"Stop putting that stuff on your face! You know I hate it."
Her only answer was to dab anew, and so thickly that the powder was strewn over the front of her dress and the floor. The clothes she had taken off were flung on a chair; as she brushed past them, they fell to the ground. She did not stoop to pick them up, but pushed them out of the way with her foot. Sitting down in the rocking-chair, she closed her eyes, and spread her arms out along the arms of the chair.
He could not see her from where he lay, but she was within reach of him, and, after a brief, unhappy silence, he put out his hand and drew the chair towards him, urging it forward, inch by inch, until it was beside the sofa. Then he pulled her head down, so that it also lay on the cushion, and he could feel her hair against his.
"How you hate me!" he said in a low voice, and as though he were speaking to himself. Laying her hand on his forehead, he made of it a screen for his eyes. "Who could have foreseen this!" he said again, in the same toneless way.
Louise lay still, and did not speak.
"Why do you stay with me?" he went on, looking out from under her hand. "I often ask myself that. For you're free to come and go as you choose."

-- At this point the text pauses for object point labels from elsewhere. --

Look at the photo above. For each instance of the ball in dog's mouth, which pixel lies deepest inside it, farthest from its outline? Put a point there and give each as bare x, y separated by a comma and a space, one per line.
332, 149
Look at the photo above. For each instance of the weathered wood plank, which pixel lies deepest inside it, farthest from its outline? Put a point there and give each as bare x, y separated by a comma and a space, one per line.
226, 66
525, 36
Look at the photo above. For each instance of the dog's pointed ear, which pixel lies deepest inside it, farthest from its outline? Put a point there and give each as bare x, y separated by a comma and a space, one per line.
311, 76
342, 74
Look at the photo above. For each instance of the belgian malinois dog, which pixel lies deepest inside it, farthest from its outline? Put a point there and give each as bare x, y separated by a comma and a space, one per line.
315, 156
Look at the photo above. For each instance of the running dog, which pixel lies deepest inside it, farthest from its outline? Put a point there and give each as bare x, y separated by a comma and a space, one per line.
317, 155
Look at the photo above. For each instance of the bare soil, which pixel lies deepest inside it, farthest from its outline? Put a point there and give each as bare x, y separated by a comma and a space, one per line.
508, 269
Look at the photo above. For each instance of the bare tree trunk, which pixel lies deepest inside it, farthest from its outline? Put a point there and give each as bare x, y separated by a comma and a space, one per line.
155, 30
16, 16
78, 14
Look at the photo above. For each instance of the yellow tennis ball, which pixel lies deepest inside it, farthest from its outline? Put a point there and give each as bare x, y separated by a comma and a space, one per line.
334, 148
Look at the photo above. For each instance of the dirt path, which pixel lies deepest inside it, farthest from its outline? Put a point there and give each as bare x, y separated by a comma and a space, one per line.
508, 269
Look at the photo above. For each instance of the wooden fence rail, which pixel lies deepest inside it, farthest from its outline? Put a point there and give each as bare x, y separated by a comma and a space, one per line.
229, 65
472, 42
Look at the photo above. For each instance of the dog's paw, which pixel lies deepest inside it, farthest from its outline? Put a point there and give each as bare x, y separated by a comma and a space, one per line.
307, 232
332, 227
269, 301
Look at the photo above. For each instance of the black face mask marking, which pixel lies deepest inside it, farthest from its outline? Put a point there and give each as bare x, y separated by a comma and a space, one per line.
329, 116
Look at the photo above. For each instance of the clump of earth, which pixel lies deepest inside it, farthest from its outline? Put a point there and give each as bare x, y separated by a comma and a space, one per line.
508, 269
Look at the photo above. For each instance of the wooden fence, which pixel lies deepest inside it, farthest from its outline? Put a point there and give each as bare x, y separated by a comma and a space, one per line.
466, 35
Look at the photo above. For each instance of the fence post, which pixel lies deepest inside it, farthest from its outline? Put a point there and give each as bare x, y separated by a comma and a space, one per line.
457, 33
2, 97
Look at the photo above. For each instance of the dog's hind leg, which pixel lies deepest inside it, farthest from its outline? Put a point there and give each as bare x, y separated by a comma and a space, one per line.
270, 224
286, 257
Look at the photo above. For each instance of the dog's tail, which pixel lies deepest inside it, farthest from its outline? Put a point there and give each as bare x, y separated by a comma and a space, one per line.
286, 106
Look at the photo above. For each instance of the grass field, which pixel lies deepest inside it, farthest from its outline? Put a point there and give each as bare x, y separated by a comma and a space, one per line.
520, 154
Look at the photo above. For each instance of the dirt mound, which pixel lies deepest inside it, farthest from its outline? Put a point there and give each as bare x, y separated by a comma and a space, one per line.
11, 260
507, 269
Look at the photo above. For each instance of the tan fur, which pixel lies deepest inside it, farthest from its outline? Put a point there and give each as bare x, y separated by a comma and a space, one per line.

Her eyes opened at this, though he did not see it. "And I choose to stay here! How often am I to tell you that? Why do you come back on it to-night? I'm tired—tired."
"I know you are. I saw it as soon as you came in. It's been a tiring day, and you probably ... walked too far."
With a jerk, she drew her hand out of his, and sat upright in her chair. Something, a mere tone, the slight pause, in his apparently harmless words, incensed her. "Too far, did I?—Oh, to-night at least, be honest! Why don't you ask me straight out where I have been?—and what I have done? Can't you, for once, be man enough to put an open question?"
"Nothing was further from my mind than to make implications. It's you who're so suspicious. Just as if you had a bad conscience—something really to conceal."